Why is the committee waiting until Tuesday to hold the vote on Bannon? Because it will be televised in prime time. This is from The Palmer Report: Get your popcorn ready: the Steve Bannon criminal contempt proceedings will be in prime time. (Mainstream journalists hold this guy in contempt, but he is almost always right.)

Why is the January 6th Committee waiting until Tuesday to hold Steve Bannon’s criminal contempt hearing? Because they’re doing it in prime time and airing it in public. They’re going to make an example out of him as loudly as possible. Get your popcorn ready.

Of course no matter how forcefully the hearing is conducted, and no matter how serious the resulting criminal contempt referral is, we’ll still have to put up with the defeatists. Whatever the committee does, most pundits will naturally insist that it should have done the opposite, because that’s the only way that a lot of pundits feel they can keep themselves relevant.

And of course the defeatists will falsely insist that the Department of Justice “won’t do anything” and that Bannon will “get away with it all.” But at this point that kind of background whining is just par for the course.

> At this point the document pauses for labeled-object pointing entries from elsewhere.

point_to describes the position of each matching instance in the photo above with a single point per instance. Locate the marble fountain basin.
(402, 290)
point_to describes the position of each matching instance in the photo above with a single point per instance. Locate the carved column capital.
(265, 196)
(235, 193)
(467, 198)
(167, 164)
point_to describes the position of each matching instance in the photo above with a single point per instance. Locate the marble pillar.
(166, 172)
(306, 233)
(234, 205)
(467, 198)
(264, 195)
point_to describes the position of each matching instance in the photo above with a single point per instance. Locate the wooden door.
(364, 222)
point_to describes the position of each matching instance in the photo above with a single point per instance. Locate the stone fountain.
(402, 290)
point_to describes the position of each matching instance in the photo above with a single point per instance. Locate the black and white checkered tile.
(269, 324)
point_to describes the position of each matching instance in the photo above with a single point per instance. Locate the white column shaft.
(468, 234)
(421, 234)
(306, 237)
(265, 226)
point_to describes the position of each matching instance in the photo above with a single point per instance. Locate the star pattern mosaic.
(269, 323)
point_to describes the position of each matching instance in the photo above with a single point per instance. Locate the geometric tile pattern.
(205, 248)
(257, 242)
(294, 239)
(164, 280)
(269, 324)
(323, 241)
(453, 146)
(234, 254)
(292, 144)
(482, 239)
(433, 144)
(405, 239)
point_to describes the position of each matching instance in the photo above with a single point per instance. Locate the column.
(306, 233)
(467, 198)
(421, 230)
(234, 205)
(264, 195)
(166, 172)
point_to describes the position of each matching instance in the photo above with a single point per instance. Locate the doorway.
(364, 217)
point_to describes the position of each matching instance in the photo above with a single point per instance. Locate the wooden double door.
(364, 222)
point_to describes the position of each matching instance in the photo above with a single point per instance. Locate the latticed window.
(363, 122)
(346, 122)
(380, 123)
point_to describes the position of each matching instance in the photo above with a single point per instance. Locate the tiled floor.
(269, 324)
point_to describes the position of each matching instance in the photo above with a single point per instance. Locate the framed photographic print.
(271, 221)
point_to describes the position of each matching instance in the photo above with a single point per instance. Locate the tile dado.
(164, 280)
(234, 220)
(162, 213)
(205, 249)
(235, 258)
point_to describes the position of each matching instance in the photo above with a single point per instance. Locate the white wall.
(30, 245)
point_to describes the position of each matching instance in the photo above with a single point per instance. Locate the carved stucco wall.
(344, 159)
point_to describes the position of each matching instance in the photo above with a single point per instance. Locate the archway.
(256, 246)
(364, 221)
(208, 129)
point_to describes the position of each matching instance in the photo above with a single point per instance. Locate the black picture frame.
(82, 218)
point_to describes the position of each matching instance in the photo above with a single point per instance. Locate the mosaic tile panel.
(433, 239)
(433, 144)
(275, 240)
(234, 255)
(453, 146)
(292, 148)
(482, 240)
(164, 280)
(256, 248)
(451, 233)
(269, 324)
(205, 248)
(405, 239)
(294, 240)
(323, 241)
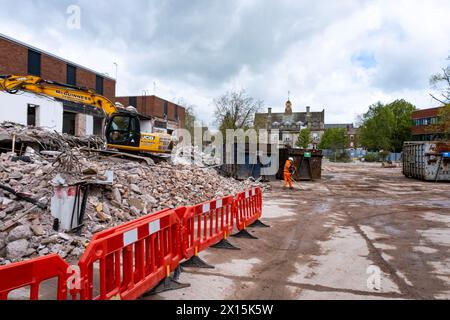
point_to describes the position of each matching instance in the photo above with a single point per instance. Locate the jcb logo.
(74, 19)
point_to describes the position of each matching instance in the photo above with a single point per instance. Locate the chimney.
(308, 117)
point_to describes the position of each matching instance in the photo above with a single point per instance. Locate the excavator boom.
(37, 85)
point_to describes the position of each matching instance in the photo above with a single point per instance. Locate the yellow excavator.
(126, 129)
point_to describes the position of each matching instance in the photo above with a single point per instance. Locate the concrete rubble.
(27, 231)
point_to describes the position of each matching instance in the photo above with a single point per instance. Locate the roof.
(426, 113)
(339, 126)
(151, 96)
(5, 37)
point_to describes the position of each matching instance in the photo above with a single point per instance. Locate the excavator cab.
(123, 129)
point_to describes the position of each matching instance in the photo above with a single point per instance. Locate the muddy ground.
(329, 238)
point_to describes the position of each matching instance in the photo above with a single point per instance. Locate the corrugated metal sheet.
(426, 161)
(252, 166)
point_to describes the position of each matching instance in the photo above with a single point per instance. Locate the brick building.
(425, 125)
(289, 123)
(168, 115)
(19, 58)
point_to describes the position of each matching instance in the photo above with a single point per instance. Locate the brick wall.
(14, 60)
(426, 113)
(154, 106)
(53, 69)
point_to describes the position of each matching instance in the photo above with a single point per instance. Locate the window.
(32, 115)
(69, 122)
(166, 108)
(99, 84)
(71, 75)
(34, 63)
(133, 101)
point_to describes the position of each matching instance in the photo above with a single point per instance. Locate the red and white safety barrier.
(135, 257)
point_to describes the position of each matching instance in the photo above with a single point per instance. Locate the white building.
(39, 111)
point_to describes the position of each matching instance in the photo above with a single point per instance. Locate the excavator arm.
(14, 83)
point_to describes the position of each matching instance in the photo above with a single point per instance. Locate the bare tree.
(441, 82)
(236, 110)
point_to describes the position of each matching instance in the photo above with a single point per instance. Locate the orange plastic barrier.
(248, 206)
(205, 225)
(135, 257)
(132, 260)
(32, 273)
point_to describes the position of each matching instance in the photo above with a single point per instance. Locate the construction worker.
(288, 171)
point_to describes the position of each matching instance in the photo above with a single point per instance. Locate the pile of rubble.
(27, 184)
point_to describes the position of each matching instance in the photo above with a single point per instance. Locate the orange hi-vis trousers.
(287, 180)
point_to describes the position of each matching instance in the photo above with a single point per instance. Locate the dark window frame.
(99, 84)
(132, 101)
(166, 109)
(71, 76)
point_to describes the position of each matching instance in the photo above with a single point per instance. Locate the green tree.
(190, 117)
(401, 131)
(235, 110)
(386, 127)
(334, 139)
(443, 123)
(304, 139)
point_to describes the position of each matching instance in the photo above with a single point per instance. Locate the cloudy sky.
(338, 55)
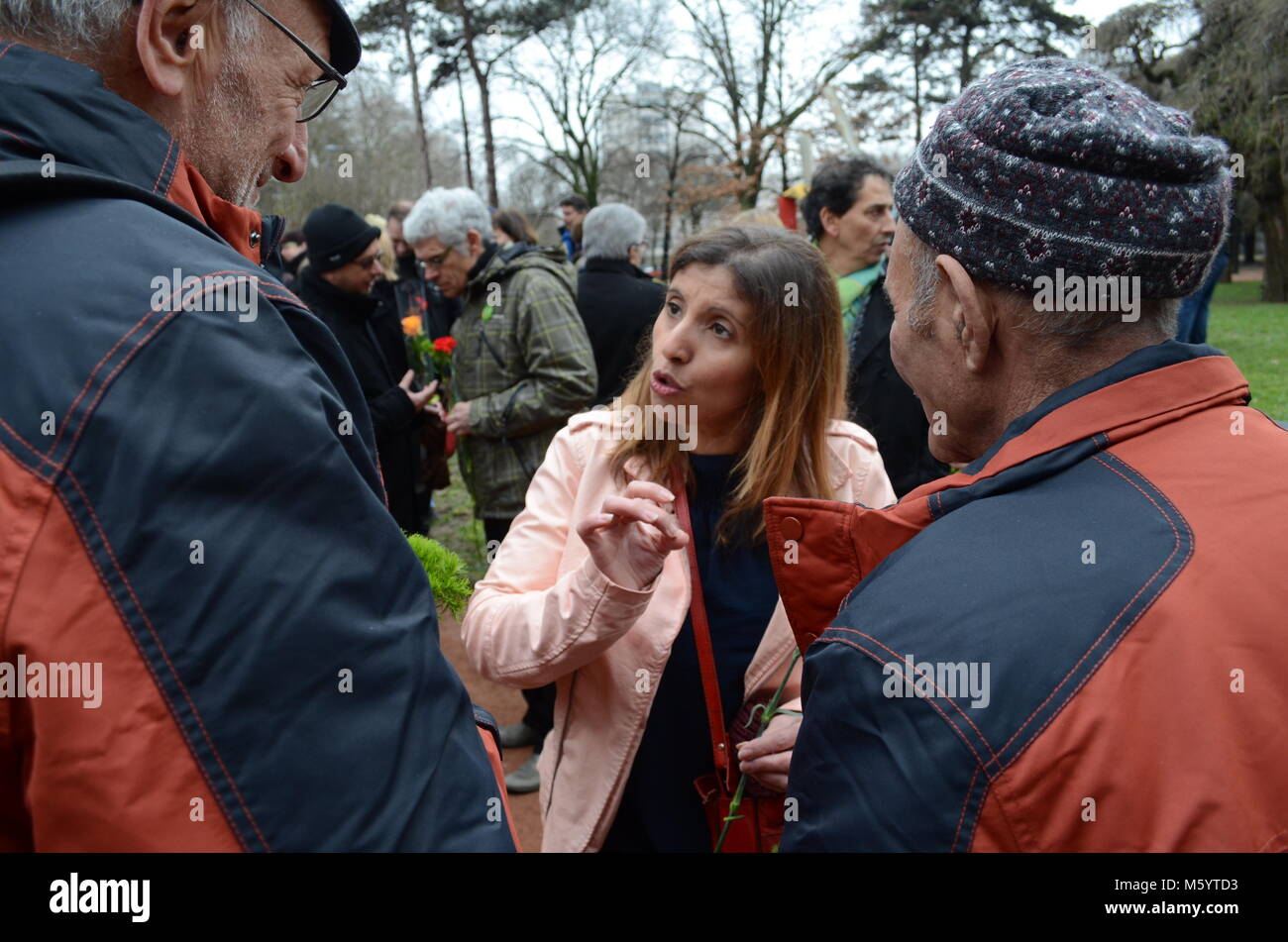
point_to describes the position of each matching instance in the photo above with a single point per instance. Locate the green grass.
(456, 528)
(1253, 335)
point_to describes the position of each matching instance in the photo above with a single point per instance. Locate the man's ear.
(829, 222)
(170, 35)
(973, 313)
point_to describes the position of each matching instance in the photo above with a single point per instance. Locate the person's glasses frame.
(323, 89)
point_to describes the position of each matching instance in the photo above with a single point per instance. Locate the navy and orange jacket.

What the whiniest of pundits and activists don’t get is that these kinds of hearings are not for their benefit. Their minds are already made up. The January 6th Committee, its actions, its hearings, and its conclusions are for the benefit of average Americans in the middle who know that something went wrong that day but want to be convinced of what specifically happened in painstaking fashion.

We’ll find out next week. I can’t wait.

I’ll add a few more links in the comment thread. Have a nice weekend everyone!!